Monday, December 1, 2014

Europe's [not so] Secret Vice: Part 2

To be honest, I've been dreading this post. As big as the problem of sexual exploitation was in the two transit countries I visited, they have been my favorite destinations so far. It is a strange tension to live in - loving a country and wanting to go back, while all the while being aware of the hidden pain that so many women and children experience within its borders. And yet, that is no reason to refuse awareness. This tension is a part of life. It is the same tension that allows me to find joy in each day, even when I am hearing horrible stories of exploitation. I'm grateful for the tension

Anyway, on to the real subject of this post - the transit countries of my travels: Italy and Greece.

Transit Countries in Europe

It is important to remember that any data available on sexual exploitation is, at best, only partial data. At worst, it is horribly inaccurate. No ethical research study could track victims' movements as they occur, and often when survivors are interviewed after the fact, information is scattered because sometimes women don't know where they are for days, even weeks at a time. This is a strategy of trafficking - constant relocation. This disorients the victims, keeps them from being able to get help, and slowly drains them of hope.

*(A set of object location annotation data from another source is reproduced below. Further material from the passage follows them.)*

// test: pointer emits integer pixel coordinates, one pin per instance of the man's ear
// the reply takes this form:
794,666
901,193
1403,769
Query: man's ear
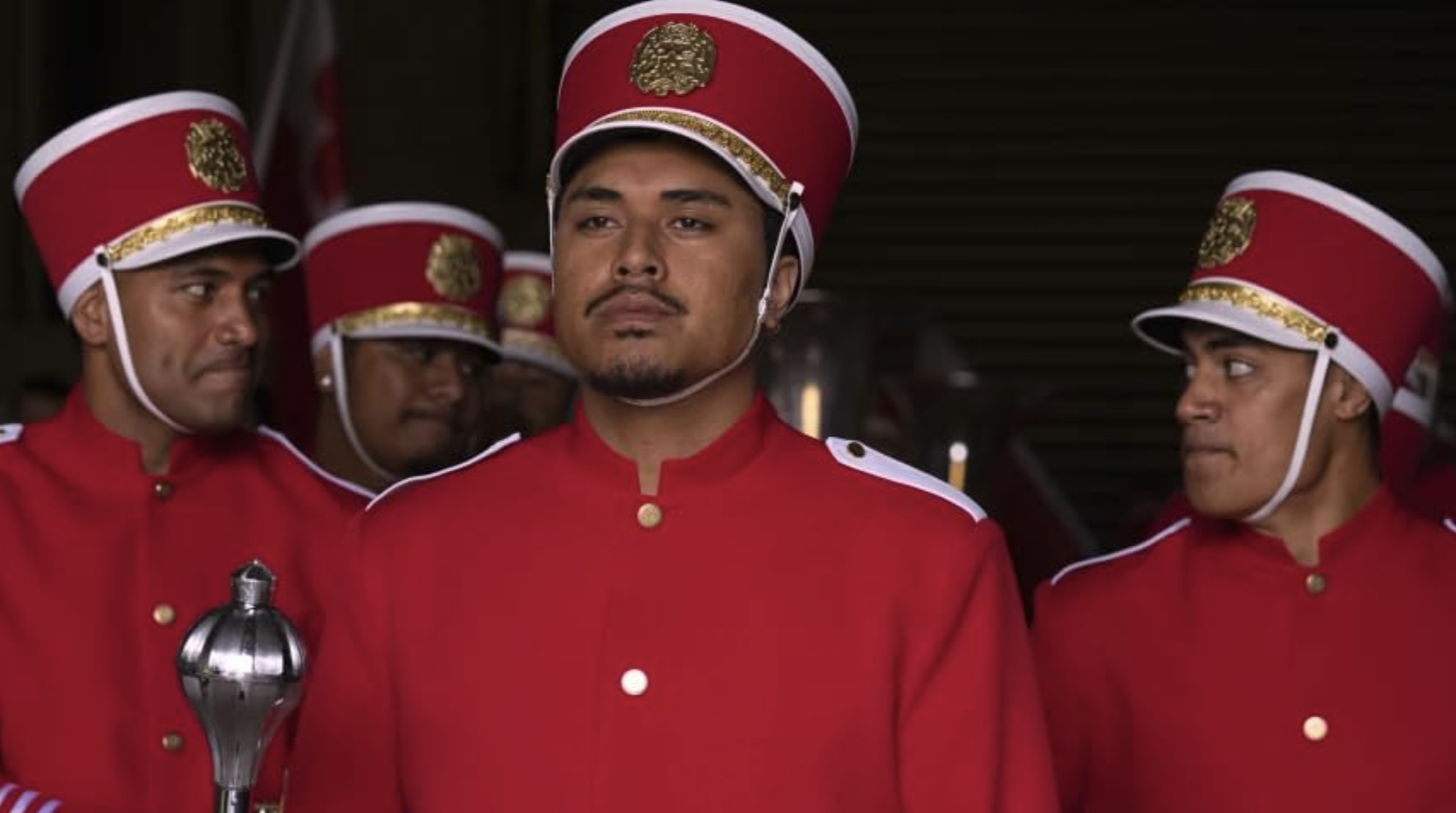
91,319
1350,397
781,294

For this reason, nearly every country in Europe is technically a transit country. However, there are particular countries that see victims come and go more frequently. Italy and Greece are among the worst. NGO employees in both countries say that rarely does a woman stay in the city for more than a year.

So why these countries?

It has a lot to do with loose border controls and geography. The picture you see above is the border between Italy and Austria. I was crossing it in the opposite direction of most victims, but you get the idea. No one checked my passport or asked where I was coming from. There were so few officials at this border station that it would have been a trafficker's dream. Especially during a crowded time, a woman being forced against her will to relocate would hardly be noticed by anyone.

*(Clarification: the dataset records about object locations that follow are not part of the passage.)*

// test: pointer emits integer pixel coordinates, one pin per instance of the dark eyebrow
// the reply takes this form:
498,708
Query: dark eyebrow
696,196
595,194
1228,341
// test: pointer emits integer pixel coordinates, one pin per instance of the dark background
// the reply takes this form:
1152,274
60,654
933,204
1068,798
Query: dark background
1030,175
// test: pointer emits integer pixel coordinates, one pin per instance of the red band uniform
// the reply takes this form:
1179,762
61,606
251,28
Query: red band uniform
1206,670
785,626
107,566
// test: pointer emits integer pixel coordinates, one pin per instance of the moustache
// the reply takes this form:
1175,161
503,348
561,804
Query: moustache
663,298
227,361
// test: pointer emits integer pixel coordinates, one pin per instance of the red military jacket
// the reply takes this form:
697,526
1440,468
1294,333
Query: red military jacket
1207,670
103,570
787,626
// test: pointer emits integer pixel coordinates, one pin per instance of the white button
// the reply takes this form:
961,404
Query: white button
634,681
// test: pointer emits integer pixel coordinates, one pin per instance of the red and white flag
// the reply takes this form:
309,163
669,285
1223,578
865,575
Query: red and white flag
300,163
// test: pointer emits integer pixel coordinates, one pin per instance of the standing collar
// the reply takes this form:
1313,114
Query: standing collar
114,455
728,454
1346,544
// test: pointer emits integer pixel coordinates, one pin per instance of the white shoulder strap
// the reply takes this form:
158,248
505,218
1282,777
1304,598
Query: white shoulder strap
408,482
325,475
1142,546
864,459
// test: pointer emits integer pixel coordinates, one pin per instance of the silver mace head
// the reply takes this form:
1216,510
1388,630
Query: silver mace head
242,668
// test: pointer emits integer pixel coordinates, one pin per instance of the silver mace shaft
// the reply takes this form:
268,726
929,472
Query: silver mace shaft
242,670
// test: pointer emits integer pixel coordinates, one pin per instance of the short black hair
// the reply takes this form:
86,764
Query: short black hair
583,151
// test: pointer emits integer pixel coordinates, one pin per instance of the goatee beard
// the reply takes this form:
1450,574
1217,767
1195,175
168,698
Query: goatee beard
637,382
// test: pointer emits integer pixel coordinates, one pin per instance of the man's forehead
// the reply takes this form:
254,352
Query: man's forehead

These loose border controls make it easy for victims to be moved elsewhere, but the geography of countries like Italy and Greece make moving victims in easier as well. There are a multitude of ports that provide access to the Middle East and Africa. These ports of entry are currently overrun with migrants and refugees, making it very difficult to adequately look for signs of trafficking.

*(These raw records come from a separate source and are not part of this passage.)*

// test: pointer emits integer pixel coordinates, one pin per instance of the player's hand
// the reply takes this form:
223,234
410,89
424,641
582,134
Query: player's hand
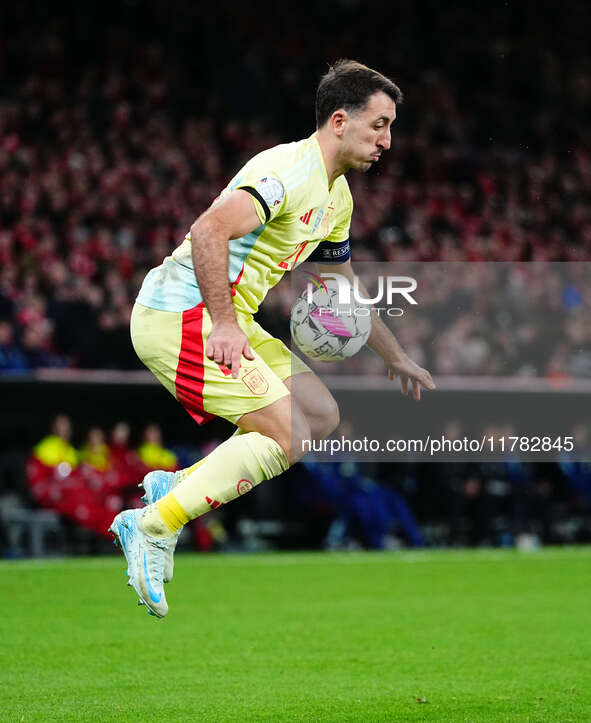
227,344
407,370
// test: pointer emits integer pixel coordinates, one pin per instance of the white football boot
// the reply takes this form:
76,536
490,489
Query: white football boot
145,559
157,484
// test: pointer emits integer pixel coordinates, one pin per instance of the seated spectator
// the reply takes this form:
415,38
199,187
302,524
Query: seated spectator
152,453
95,451
56,447
12,358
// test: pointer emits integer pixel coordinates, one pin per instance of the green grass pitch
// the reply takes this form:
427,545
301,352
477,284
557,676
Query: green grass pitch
413,636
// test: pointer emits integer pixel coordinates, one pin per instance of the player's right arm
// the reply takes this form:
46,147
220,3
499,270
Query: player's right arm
229,218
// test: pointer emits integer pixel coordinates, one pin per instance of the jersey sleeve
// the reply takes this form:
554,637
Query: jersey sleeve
264,183
336,249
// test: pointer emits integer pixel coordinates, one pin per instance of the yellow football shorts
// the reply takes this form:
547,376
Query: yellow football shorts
172,345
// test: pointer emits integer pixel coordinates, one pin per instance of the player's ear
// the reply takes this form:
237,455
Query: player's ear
338,121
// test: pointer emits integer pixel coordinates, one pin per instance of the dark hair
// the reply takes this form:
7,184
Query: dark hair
349,85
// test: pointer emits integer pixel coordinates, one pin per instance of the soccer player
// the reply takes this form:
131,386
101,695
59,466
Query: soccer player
192,324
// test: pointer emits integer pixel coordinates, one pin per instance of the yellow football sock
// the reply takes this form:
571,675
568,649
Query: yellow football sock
231,470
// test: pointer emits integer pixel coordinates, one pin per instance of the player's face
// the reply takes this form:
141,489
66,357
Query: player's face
367,132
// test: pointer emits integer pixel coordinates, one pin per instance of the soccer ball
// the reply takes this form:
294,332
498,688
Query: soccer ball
326,330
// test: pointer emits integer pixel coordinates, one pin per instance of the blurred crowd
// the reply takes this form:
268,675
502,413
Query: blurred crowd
90,485
118,129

Unfortunately, there isn't accurate data on the countries of Italy and Greece in terms of trafficking. We do know, that Italy led Europe in number of trafficking victims in 2010 (source), and that a significant number of traffickers convicted in Europe are Greek or Italian (source). Besides this, we know very little about the overall situation. For this reason, I share more anecdotal experiences from both countries.


Italy is a land of paradox to me. On the one hand, you have beautiful buildings and a legacy of democracy begun by ancient Romans. On the other hand, the cities are largely still controlled by the Mafia, whom the police rarely challenge. This is bad news for victims of sexual exploitation in Italy. One NGO director explained to me that she has gone to the police station with hard evidence of a trafficking case to only be asked by an officer, "What do you want me to do about it?" Exasperated, she asked what would need to be the situation in order to count on law enforcement for help. The officer explained that someone would need to have a gun to someone's head in order to request help from the police.

That doesn't sound like a western, developed country's law enforcement to me! The facade of development doesn't help when someone is vulnerable to exploitation.


There is one thing about Greece that I will never forget. An employee of an NGO there explained the process they see the women in prostitution go through after being trafficked. The teams go out every week to speak with the women and offer assistance if they want to leave. During the first visit, when a woman has just come to the country, she is terrified. Terrified of her traffickers, clients, and even those that mean to help. By the second visit, though, a wall has gone up, but it is fragile. At this point, the woman is usually just trying to get through the day, and she won't open up to the teams for fear of her defenses crumbling. By the third visit, it seems as if all hope has been drained. The woman, at this point has even resigned herself to a life like this forever. It takes a multitude of additional visits and trust building for a woman to every ask for help to leave.

The reason this heartbreaking transformation occurs is because of the "breaking" process that often goes on in transit countries. I don't know exactly what this involves, and to be honest, I don't want to. However, I assume that these women endure horrible abuse (likely physical and emotional) until their will to fight or run is practically gone.


Frankly, my time in Italy and Greece gave me more questions than answers. I began to realize how much more complicated aftercare is when targetted "breaking" is involved. More practically, what implications are there for delivering aftercare to a victim in a place other than their home? Then again, is it wise to send victims back their original state, only to be exploited again?

There were two important conclusions that I reached during this time, though:

  1. Unless law enforcement and the justice system begin paving the way for these women to leave their situations of exploitation, aftercare will never be a great need, because victims will simply be moved on to a destination country - further from home and hope.
  2. However, with the amount of awareness-raising and pressuring of these governments that has occurred in recent years about the problem of trafficking, there will likely be an increase in rescued survivors requiring aftercare services. These transit countries are simply not prepared to provide these.